Full support for early-z would be nice

Lindley · July 6, 2007, 1:29pm

As it stands now, using fragment kill (Cg discard) or modifying the depth value in a fragment program will disable early-z.

I’d like to see this changed so that it’s possible to set early-z to tolerate these things, if one is simply using it as a mask, and you’re only interested in setting the depth value for the next pass.

Granted, to a certain extent that’s what the stencil buffer is for; but it would be nice to have the option, especially since it would allow more complicated behavior to be specified essentially using two layers of stencil. Maybe actually make the glStencilOp’s “zpass/zfail” distinction more useful.
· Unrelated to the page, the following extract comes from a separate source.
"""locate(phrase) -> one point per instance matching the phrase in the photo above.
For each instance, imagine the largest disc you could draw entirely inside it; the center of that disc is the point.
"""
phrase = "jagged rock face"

Korval · July 6, 2007, 3:22pm

I’d like to see this changed so that it’s possible to set early-z to tolerate these things
It’s physically impossible to do that. Well, for depth modifying programs, that is. After all, you can’t test something early until you have a value to test, and you don’t have a value to test until you process the fragment and get its result.

However, I wasn’t aware that discard actually turns off early-z. Are you sure this is the case?

But, there’s one show-stopper in all of this: for OpenGL to do something about it, it needs to specify early-z as being something real. Currently, early-z is an optimization that the specification allows to happen whenever the hardware can allow it. So really, if discard is stopping early-z, it’s either a un-optimized driver or a full-on hardware impossibility (ie: for whatever reason, the hardware can’t allow it). And the spec can’t do anything about the latter.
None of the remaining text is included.